La cuadrilla de El Juli, en la hora de la despedida: «¿Qué será de nosotros, maestro?»
Acompañamos a la otra familia del matador madrileño, la de los hombres de plata, la de los picadores, chófer y mozo de espadas, en su útima tarde en Salamanca antes del adiós en Madrid y Sevilla. Se va su maestro, se va su jefe, se va una parte de su vida
El Juli, a corazón abierto: «No quiero que mis hijos sean toreros»

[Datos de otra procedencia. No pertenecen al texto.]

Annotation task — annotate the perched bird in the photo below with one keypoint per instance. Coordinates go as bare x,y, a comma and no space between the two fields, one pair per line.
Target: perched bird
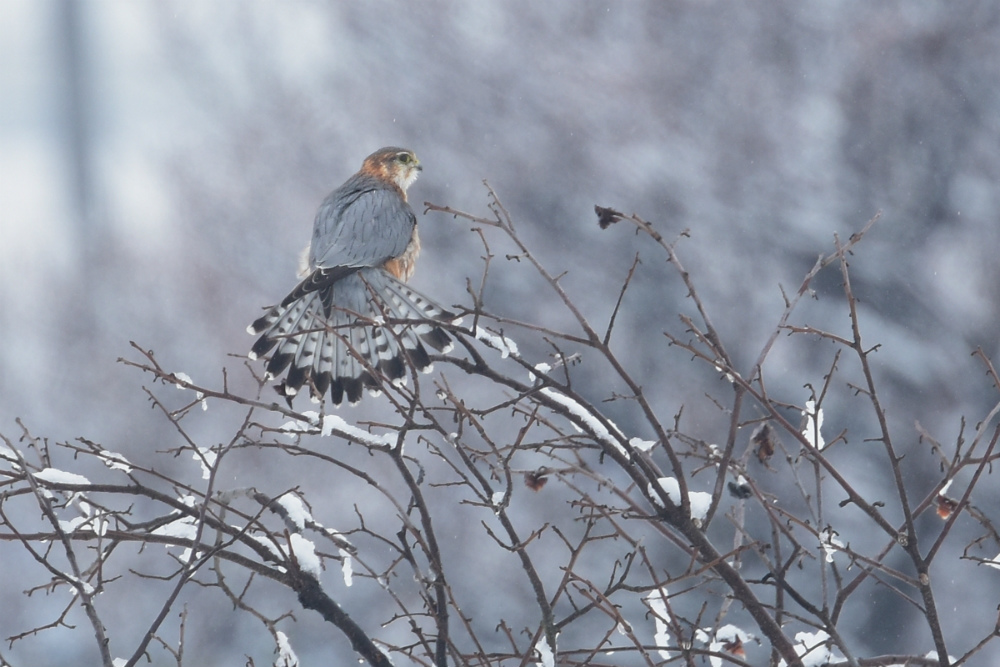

Alejandro, mozo de espadas de El Juli, en el callejón junto al matador y Álvaro Montes, su banderillero de confianza
La voz cuatreña de Alejandra destapa una sonrisa en el padre que dentro de una hora se jugará la vida. José Núñez Pilo (Badajoz, 1988) se despide de su hija y le promete que al día siguiente, por fin, se verán. «Cuando ... estés dormida, papá llegará a casa», le susurra mientras sostiene el oso de peluche de su niña. Son las cinco y veinte de la tarde cuando Pilo abandona la habitación del hotel. Donde ya no volverá. A las seis y cuarenta un toro le partirá el gemelo y le abrirá el muslo en un par de banderillas: dos cornadas que sobrecogen a toda la cuadrilla, la otra gran familia de El Juli. El chófer, en el umbral de la enfermería a la espera de noticias, ya no verá la faena de rabo ni cómo el matador honrará la sangre de uno de los suyos cogiendo de nuevo los palos. En aquel cuarto con olor a cloroformo, a Pilo no le duele la herida, a Pilo le duele no llegar en la noche prometida a dar un beso a Alejandra y, sobre todo, no poder estar en el adiós de El Juli a Madrid y a Sevilla. «Estar a las órdenes del maestro era mi gran sueño, y ya llevo cinco años», cuenta a ABC mientras se abotona la camisa que tapa los tatuajes de su torso y espalda. «Son señales de juventud», dice. Y regresa a la figura a la que profesa auténtica devoción: «Con el maestro he aprendido todo. Sin él, yo sería torero, pero no sería la misma persona que soy. Le debo todo». Recuerda como si fuera ayer la llamada del 20 de octubre de 2018 cuando Luis Manuel Lozano, el apoderado que ha firmado los contratos de la figura desde la temporada 2015, le preguntó si quería formar parte de la cuadrilla de Julián. «Pensé que alguien me estaba gastando una broma y me tuvo que llamar veinticuatro horas después para que me lo creyera. Rompí a llorar como un niño chico».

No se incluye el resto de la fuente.